Capítulo VI

UN HOMBRE ATRIBULADO

ImagenL día siguiente, Lex, sin preocuparse mucho de Steward, pero sin confiarse tampoco por si surgía cobardemente, se encaminó a la cabaña de Maureen. Con el pretexto de saber cómo se encontraba su hermano, quería charlar un rato con ella y darle la pequeña satisfacción de contarla su entrevista con el agresivo deudor.

Maureen, como si adivinase que él iba a llegar, se encontraba junto a la empalizada regando su pequeña huerta. Se movía con energía y gracia y Lex, desde lejos, avanzó admirándola y sintiéndose complacido de su carácter.

Cuando ella le descubrió dejó la regadera y se irguió sonriéndole. Lex avanzó su caballo, lo detuvo junto a la cerca y saludó:

—Buenos días, señorita.

—Buenos días, señor Cuburn.

—¿Cómo está su hermano?

—Bastante bien dentro de la paliza que recibió. Sombrío porque no se consuela del ridículo que corrió siendo aplastado delante de su novia y muy agradecido a usted por la ayuda que le prestó.

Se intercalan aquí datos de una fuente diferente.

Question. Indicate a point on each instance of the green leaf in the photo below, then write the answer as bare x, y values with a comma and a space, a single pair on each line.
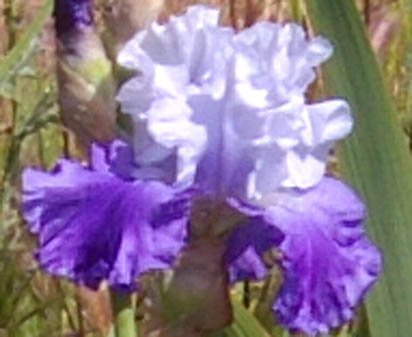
375, 159
17, 56
244, 324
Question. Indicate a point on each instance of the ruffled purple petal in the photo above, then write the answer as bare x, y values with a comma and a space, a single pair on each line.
328, 264
93, 226
71, 14
115, 157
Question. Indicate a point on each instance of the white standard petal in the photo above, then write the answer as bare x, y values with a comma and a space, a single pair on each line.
169, 124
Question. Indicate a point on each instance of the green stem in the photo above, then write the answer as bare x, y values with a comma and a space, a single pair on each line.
123, 315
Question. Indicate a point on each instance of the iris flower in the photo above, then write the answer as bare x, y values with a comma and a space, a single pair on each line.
220, 115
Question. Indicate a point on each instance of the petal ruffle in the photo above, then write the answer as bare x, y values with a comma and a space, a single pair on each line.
93, 226
328, 264
239, 97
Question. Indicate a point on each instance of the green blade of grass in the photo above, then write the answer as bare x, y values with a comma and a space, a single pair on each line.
374, 159
17, 56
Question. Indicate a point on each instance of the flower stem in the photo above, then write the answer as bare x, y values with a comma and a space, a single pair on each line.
123, 315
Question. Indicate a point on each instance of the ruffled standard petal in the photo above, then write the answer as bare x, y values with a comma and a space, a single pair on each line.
93, 226
328, 264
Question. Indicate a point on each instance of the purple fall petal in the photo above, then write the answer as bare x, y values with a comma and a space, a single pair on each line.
71, 14
92, 226
329, 264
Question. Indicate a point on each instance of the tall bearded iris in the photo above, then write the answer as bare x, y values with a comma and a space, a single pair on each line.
221, 116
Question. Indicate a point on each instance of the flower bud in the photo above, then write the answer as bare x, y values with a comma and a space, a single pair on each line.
86, 88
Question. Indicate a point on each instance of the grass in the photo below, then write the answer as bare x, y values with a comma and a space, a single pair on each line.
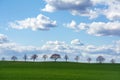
58, 71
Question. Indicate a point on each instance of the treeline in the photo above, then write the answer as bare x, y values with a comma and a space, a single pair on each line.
55, 57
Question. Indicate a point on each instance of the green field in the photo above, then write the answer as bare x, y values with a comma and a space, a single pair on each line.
58, 71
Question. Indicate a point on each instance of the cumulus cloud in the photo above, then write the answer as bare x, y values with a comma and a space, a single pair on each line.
8, 49
97, 28
3, 39
76, 42
110, 8
40, 22
76, 7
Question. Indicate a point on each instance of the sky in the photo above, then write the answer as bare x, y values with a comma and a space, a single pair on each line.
84, 28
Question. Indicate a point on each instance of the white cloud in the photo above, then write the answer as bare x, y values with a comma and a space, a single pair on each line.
109, 8
8, 49
3, 39
76, 42
98, 28
76, 7
41, 22
112, 13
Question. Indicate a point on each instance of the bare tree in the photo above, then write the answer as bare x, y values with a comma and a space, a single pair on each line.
77, 58
34, 57
25, 57
55, 57
66, 57
112, 60
14, 58
89, 60
45, 57
100, 59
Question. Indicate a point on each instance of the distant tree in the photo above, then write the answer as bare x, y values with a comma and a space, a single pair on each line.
112, 60
77, 58
66, 57
100, 59
45, 57
34, 57
89, 60
55, 57
25, 57
14, 58
3, 59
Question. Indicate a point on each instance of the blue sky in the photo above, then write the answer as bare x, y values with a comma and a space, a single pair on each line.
37, 22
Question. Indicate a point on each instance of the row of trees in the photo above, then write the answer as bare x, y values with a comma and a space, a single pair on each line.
99, 59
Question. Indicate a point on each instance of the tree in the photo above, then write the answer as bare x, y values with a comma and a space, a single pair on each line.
112, 60
34, 57
100, 59
25, 57
14, 58
3, 59
89, 60
45, 57
55, 57
66, 58
76, 58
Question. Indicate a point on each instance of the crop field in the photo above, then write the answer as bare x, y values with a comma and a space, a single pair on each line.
58, 71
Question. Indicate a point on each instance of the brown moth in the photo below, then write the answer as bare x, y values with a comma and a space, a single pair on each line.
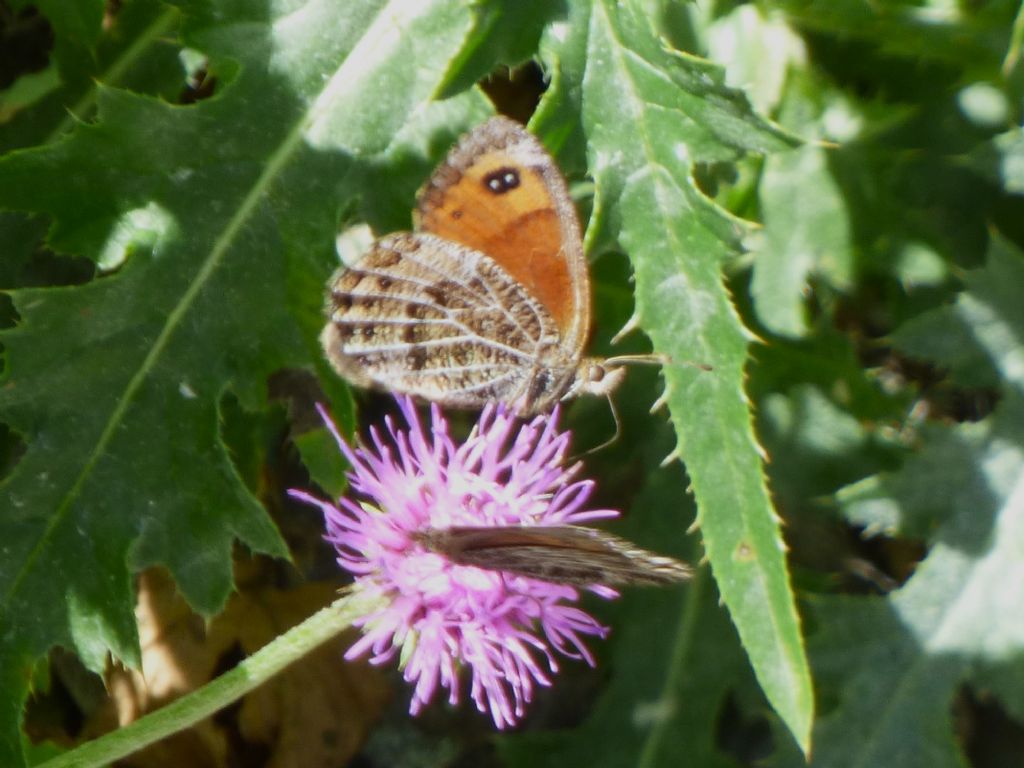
561, 554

—No debe apurarse. Yo hablé con la muchacha y no tiene resentimiento contra él, al contrario, sabe lo salvaje que es su enemigo y no ignora que a muchos más duros les hubiese tratado igual.

—Es posible, pero yo me pongo en su caso y sentiría el mismo sentimiento de rabia e impotencia. Es algo que se lleva en el alma y no puede uno desprenderse de ello.

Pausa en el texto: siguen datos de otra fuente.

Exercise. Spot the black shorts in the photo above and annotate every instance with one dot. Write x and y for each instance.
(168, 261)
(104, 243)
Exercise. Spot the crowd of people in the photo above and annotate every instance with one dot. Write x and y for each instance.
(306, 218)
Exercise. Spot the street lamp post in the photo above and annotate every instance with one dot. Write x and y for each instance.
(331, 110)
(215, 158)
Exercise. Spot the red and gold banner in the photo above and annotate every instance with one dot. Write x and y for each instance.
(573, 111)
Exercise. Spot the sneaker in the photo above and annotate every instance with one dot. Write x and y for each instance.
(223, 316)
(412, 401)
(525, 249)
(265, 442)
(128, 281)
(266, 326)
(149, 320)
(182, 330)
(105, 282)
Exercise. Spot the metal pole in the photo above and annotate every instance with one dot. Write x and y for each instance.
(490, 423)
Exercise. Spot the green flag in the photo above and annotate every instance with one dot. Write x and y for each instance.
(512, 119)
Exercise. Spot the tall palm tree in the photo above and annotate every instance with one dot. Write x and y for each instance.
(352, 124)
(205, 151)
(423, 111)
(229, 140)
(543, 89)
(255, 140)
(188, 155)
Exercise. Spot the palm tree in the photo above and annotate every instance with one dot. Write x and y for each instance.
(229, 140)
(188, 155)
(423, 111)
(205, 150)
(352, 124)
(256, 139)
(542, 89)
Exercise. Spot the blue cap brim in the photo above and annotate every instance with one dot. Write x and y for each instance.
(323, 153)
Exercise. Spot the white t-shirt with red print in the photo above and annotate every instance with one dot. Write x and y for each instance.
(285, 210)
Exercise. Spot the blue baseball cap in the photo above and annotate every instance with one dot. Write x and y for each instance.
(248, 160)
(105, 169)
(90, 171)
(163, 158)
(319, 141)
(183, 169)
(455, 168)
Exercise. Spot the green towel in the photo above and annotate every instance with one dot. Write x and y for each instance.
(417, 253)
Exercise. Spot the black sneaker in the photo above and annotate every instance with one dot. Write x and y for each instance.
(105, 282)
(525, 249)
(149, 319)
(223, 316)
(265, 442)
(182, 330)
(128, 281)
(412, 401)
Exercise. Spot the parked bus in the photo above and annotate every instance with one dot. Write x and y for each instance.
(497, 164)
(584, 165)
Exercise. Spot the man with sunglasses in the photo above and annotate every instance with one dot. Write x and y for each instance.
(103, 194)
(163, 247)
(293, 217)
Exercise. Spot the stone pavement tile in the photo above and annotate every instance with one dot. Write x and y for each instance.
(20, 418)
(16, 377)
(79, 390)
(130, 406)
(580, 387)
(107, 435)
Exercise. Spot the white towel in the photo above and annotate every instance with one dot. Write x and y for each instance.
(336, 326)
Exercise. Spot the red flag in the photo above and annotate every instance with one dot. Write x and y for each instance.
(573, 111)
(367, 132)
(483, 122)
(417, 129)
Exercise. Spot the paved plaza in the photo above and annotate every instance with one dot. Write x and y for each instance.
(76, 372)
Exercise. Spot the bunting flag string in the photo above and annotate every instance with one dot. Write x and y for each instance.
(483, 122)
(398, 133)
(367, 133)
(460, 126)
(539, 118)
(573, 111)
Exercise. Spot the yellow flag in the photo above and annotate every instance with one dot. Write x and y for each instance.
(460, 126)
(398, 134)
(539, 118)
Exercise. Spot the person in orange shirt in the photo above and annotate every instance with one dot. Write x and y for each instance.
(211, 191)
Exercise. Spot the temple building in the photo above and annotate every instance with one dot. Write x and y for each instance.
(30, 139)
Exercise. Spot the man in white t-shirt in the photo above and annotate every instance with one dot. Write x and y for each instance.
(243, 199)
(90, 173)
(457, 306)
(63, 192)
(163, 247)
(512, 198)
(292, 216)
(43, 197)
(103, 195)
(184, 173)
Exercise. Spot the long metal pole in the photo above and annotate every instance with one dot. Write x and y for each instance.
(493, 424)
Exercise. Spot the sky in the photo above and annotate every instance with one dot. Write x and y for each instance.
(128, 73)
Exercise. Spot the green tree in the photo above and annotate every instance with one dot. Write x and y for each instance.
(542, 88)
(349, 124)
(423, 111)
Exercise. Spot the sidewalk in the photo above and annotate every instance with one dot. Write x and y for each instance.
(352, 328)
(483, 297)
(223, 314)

—Quizá tenga usted razón, pero a todos nos llega la hora de tener que inclinar la cabeza ante una situación humillante.

—Menos a Steward.

—¿Y por qué a él no?

—No sé, quizá porque no sea fácil encontrar quien se arriesgue a enfrentarse con él.

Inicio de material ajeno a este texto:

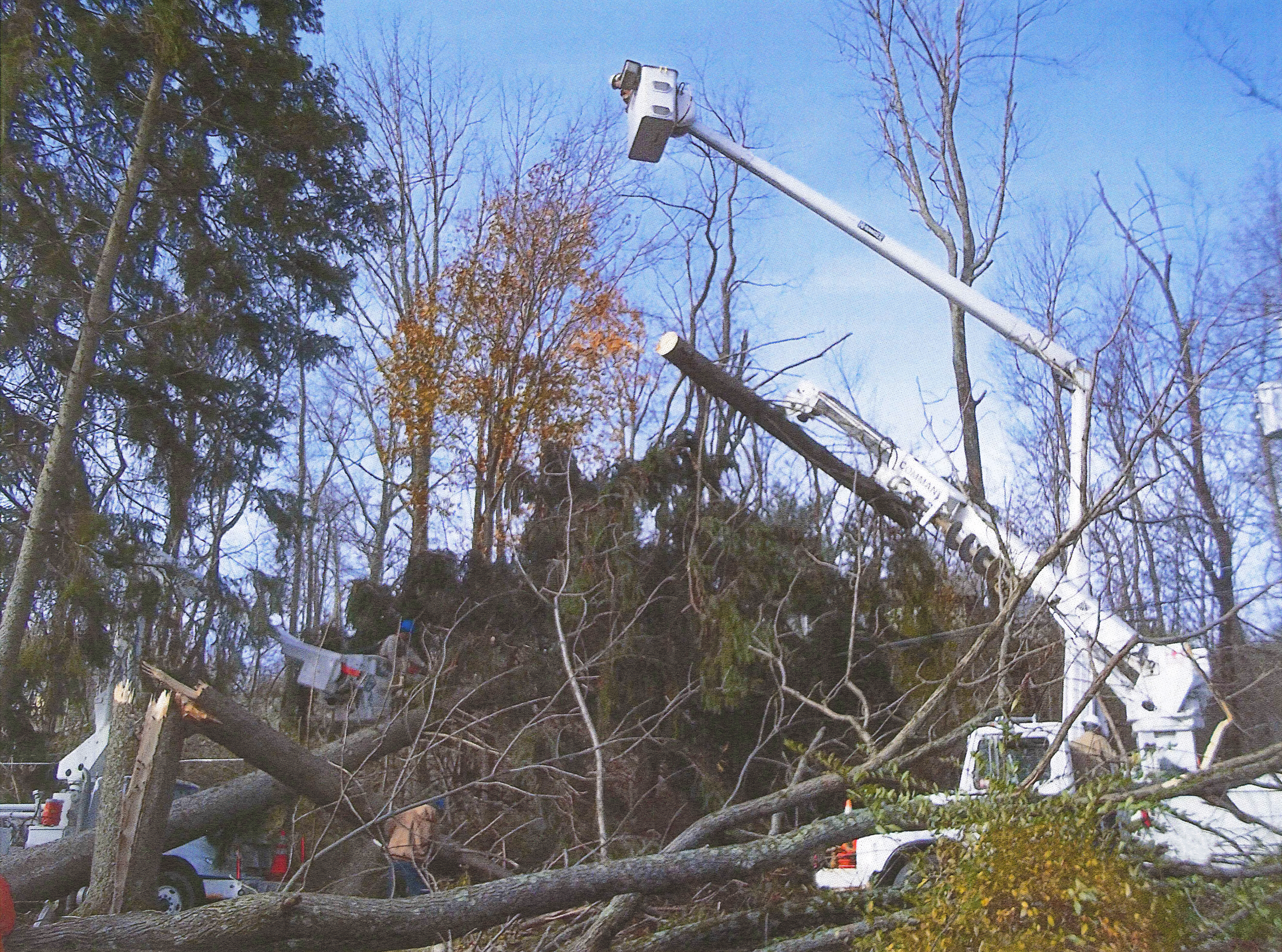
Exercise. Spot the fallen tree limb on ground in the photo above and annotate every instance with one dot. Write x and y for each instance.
(58, 869)
(840, 937)
(322, 923)
(310, 774)
(622, 909)
(745, 927)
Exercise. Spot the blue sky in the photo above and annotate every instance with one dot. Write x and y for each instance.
(1136, 93)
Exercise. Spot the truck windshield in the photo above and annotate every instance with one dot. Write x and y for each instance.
(1010, 759)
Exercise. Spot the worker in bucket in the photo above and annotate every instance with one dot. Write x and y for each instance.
(409, 837)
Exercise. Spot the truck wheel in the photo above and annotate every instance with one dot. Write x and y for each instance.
(911, 869)
(177, 891)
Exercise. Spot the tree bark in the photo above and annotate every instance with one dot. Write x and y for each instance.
(225, 722)
(842, 937)
(324, 923)
(58, 869)
(622, 909)
(683, 355)
(739, 929)
(121, 749)
(71, 408)
(140, 885)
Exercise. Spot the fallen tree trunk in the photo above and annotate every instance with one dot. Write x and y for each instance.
(683, 355)
(59, 869)
(745, 927)
(840, 938)
(234, 727)
(622, 909)
(335, 924)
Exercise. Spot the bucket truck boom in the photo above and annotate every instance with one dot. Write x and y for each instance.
(659, 107)
(1163, 687)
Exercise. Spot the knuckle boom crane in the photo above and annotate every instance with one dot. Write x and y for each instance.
(1163, 686)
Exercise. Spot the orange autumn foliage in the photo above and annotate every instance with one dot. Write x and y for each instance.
(527, 340)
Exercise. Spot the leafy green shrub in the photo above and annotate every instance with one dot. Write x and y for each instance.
(1039, 874)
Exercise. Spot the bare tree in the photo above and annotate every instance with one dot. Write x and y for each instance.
(424, 121)
(940, 81)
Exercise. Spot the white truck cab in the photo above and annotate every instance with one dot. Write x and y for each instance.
(1007, 751)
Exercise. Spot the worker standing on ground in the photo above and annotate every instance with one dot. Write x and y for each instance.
(400, 655)
(409, 836)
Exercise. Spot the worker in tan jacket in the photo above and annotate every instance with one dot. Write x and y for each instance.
(409, 836)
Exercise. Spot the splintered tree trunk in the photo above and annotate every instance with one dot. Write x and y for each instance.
(324, 783)
(58, 869)
(71, 407)
(122, 749)
(139, 887)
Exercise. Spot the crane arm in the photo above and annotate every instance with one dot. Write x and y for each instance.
(1163, 687)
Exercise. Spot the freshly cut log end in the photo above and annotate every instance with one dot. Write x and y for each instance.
(667, 343)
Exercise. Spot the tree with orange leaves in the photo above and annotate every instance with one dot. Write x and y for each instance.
(527, 341)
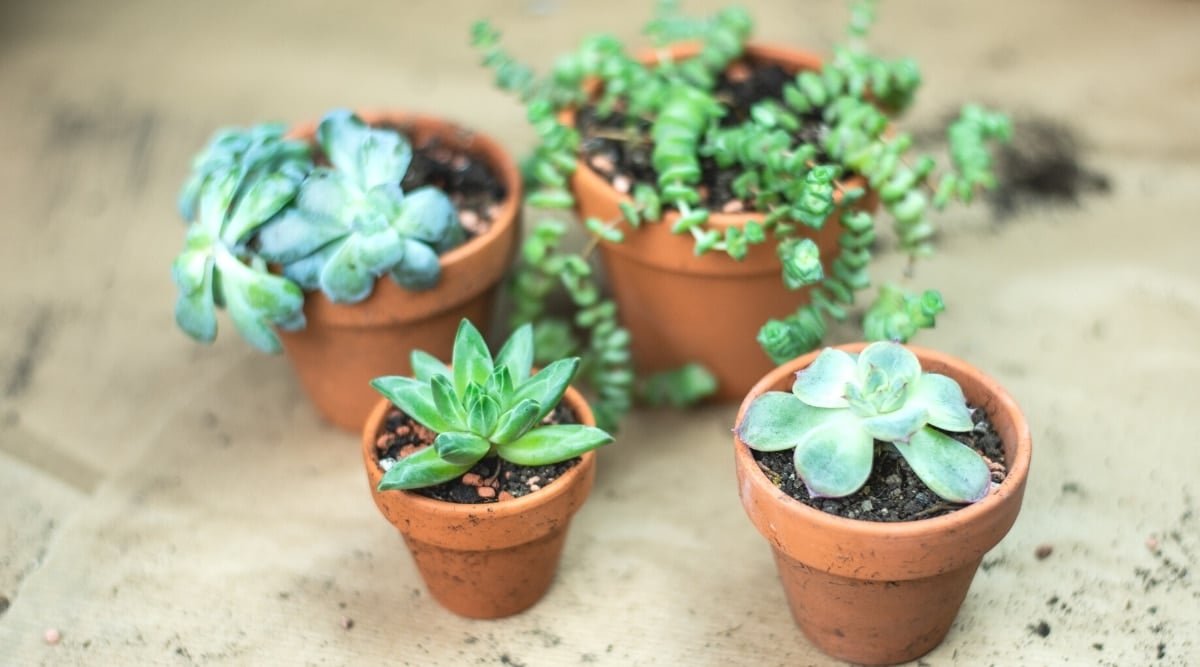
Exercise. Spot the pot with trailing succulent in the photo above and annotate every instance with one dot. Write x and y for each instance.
(880, 479)
(739, 179)
(481, 466)
(339, 244)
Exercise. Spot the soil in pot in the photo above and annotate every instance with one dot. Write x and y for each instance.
(893, 492)
(618, 148)
(491, 480)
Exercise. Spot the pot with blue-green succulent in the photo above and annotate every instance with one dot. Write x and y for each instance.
(880, 474)
(481, 464)
(316, 244)
(761, 209)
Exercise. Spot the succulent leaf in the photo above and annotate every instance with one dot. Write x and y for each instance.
(552, 444)
(823, 383)
(948, 468)
(834, 457)
(421, 469)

—Pues siento desmentir sus creencias, pero puedo afirmar que al menos por una vez Steward ha sufrido los efectos de lo que él hizo sufrir a muchos varias veces.

—¿Qué quiere decir?

—Que a estas horas debe estar en cama con la frente abierta de un contundente golpe con un pesado vaso.

—¿Quiere decir que usted…?

—Pues sí. Yo no busqué la pelea, ésta es la verdad y en realidad tampoco la hubo. Al parecer el juez le citó para conminarle al pago de la deuda y se molestó tanto que me buscó citándome en una taberna para discutir el caso. Me dijo que no estaba dispuesto a pagar y yo le dije que esperaría los días que marca la ley y que después me pagaría de una manera o de otra. Pretendió sorprenderme echando mano al revólver, pero me adelanté inmovilizando su acción y en última instancia pretendió apelar a un truco de taberna volcando la mesa sobre mí. No se lo permití y le apliqué el vaso en la frente, haciéndole salir de la taberna bajo la amenaza de mi revólver. Supongo que el golpe le tendrá unos días en cama rumiando el ridículo que corrió en la taberna, porque a estas horas todo el poblado debe saber el final del lance.

Los ojos de Maureen brillaban de febril alegría oyendo a Lex contar el lance con sencillez. Desde el primer momento le había calibrado como un hombre digno de cortar los vuelos a un buitre como Steward, pero no creyó que la ocasión se le presentase tan pronto.

—¿De verdad que hizo usted eso?

—No acostumbro a alabarme de cosas que no intento.

—No sabe la alegría que me da con eso. Cuando menos tendremos el consuelo de que alguna vez ha tenido que tragar algunas amargas cucharadas de su propia medicina.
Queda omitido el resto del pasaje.